The year 2025 in legislation: a brief summary

MedExpress Team

Katarzyna Czyżewska

Published Jan. 19, 2026 07:18

The beginning of a new year is a good time to be tempted to make a brief summary of the one that has just passed. A moment to reflect on the events of the previous 12 months is especially necessary in health care, as there is always an unusually large amount going on in this area of legislation and public affairs.
The year 2025 in legislation: a brief summary - Header image

However, 2025 was not one of the most tumultuous years in this regard; in fact, health care law did not undergo a revolution last year on a similar scale as, for example, in 2023 and 2024, when the successive amendments to the Drug Reimbursement Act, introduced by DNUR, the amendment of August 17, 2023, came into force. However, this does not mean that nothing interesting happened in health care law last year; on the contrary, several important things happened that have had or will have a significant impact on the overall regulation of health and pharmacy in Poland.

Pharmaceutical package

Noteworthy certainly are the upcoming changes in European Union law, which will directly translate into Polish regulations and procedures. We are, of course, talking about the so-called pharmaceutical package, i.e. the draft of a new EU directive that will replace the current Directive 2001/83/EC on the Community code relating to medicinal products for human use; as well as a new EU regulation that will replace Regulation 726/2004 establishing Community authorization procedures for medicinal products for human use.

Work on the new package of EU pharmaceutical regulations has been ongoing since at least 2023, and in the first half of 2025, representatives of the Polish Ministry of Health were particularly actively involved, due to the fact that Poland then assumed the presidency of the Council of the European Union. However, a significant step forward in the process of working out the new EU acts was when the Council and the European Commission reached an agreement on the content of the two drafts, which was publicly announced last December. The modified drafts of the new directive and regulation, which would take into account the recent changes introduced by the Council of the EU and the European Commission, have not yet been published, but the press announcement, published on the European Commission's website, shows, among other things, that the new directive will include a provision (Article 56a) granting EU member states the right to require manufacturers of medicines with regulatory protection (i.e., data or market exclusivity) to supply the market with medicines in sufficient quantities to meet patients' needs. Also to be amended is the Bolar exception, allowing manufacturers of replicable drugs to prepare for the entry of a generic into the market so that it is available to patients from the first day after the expiration of the original drug's patent protection; this preparation for market entry is to include, among other things, the right to bid in a public tender while the original drug's legal protection is still in force.

These and other changes in Community law, resulting in particular from the content of the new directive, will not immediately come into force in Poland, as EU directives must be implemented into national legal orders and do not apply directly. However, this does not apply to the new regulation, which, once it is finally enacted and enters into force, will also be directly applicable in Poland.

Deregulation in the area of health care

The year 2025 was to be the year of deregulation, including in health care. Two teams, a government team and a social team, the latter led by Rafał Brzoska, a well-known Polish entrepreneur, were working in parallel on simplifying procedures and eliminating administrative barriers to business. The work of this team also included the health care sector, so it seemed that among the several hundred changes submitted to the team there would be some that would significantly facilitate the activities of entrepreneurs operating in the medical and pharmaceutical markets.

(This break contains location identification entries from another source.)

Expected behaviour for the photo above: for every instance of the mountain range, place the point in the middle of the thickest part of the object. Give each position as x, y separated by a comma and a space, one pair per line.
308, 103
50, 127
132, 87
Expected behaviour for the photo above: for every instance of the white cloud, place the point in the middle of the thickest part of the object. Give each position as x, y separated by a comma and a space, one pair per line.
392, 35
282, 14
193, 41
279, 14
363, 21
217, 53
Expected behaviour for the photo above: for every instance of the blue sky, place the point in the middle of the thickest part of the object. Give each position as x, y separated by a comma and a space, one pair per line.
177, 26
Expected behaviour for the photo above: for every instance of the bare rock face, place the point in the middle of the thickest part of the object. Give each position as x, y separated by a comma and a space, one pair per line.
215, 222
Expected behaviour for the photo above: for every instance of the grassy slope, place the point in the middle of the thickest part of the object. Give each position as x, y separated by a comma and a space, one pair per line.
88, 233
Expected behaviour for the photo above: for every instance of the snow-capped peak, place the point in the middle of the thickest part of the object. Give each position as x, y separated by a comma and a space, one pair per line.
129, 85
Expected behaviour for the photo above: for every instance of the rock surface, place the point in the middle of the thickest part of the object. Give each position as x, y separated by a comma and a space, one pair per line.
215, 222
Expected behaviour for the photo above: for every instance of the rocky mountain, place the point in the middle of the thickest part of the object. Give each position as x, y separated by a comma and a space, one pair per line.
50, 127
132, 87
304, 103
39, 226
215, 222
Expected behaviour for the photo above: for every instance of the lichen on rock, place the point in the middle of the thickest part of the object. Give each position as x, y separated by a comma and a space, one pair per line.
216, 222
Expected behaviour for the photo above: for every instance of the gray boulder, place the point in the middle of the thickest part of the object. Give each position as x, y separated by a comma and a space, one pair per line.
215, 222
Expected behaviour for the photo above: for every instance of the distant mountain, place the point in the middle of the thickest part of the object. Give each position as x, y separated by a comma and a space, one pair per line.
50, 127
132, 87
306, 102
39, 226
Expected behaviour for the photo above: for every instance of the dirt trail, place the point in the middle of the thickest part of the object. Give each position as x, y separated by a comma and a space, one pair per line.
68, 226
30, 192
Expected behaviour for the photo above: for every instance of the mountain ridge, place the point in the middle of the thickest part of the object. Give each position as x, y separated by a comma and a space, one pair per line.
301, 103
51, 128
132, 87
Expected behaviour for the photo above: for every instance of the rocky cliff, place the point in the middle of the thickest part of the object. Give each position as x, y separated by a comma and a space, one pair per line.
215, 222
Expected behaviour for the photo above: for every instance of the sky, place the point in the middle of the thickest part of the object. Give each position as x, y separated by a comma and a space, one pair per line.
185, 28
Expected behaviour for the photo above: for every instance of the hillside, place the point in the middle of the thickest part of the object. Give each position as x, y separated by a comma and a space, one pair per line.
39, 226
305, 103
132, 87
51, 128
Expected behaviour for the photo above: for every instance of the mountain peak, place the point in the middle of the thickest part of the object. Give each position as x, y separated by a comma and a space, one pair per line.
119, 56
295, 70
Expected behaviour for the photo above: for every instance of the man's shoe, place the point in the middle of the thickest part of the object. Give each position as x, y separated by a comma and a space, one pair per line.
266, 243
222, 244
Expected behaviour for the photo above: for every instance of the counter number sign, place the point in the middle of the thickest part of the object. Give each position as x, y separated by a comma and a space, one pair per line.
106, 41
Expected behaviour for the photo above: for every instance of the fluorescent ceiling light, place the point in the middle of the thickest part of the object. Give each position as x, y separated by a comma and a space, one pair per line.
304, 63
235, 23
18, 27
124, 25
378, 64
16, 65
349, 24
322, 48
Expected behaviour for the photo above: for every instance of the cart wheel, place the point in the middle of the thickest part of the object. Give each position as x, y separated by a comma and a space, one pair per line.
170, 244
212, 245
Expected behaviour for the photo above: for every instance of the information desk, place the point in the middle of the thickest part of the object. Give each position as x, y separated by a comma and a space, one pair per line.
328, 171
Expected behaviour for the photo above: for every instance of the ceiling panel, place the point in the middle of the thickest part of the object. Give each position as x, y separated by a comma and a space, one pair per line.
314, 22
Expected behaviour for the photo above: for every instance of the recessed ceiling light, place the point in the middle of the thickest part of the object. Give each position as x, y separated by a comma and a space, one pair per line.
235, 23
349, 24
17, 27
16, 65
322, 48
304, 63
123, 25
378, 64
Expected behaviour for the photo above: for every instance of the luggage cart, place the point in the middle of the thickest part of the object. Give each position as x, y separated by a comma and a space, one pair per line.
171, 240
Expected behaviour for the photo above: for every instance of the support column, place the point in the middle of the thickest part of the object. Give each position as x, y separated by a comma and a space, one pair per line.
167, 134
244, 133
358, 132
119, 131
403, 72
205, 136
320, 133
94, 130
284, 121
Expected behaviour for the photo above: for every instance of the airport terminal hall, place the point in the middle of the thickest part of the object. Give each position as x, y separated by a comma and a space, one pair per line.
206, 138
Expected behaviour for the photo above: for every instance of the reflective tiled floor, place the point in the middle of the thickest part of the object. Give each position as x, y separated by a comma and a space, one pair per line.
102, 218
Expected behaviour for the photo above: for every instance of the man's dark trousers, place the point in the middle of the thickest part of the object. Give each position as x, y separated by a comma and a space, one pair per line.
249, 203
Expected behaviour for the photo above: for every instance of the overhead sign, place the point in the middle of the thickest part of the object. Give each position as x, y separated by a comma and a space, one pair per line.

Unfortunately, deregulation in health care turned out to be a big cloud from which a little rain fell, for the changes to the Pharmaceutical Law that did indeed come into effect were minor and spotty. For example, responsible entities were exempted from the obligation to report to the Integrated Monitoring System for the Circulation of Medicinal Products information about the planned place of delivery of medicines; and distribution of advertising samples of medicinal products became possible not only on the basis of written requests from persons authorized to prescribe, but also on the basis of requests made in documentary form (for example, sent by e-mail). These are, of course, important changes, but nevertheless their scale of impact on the conduct of business in the field of health care in Poland is very limited, and one could list a number of other issues that would require deep deregulation.

Pharmacy advertising

Last year, a topic that seemed to have been somewhat forgotten already, namely Poland's ban on pharmacy advertising, returned to public debate. Its introduction to the Pharmaceutical Law in its current form in 2012 caused great controversy due to the almost absolute nature of the ban; in fact, Article 94a of the Pharmaceutical Law is often interpreted very restrictively as meaning that any message about a pharmacy or pharmacy point, with the exception of information about the location and opening hours of the establishment in question, constitutes prohibited advertising.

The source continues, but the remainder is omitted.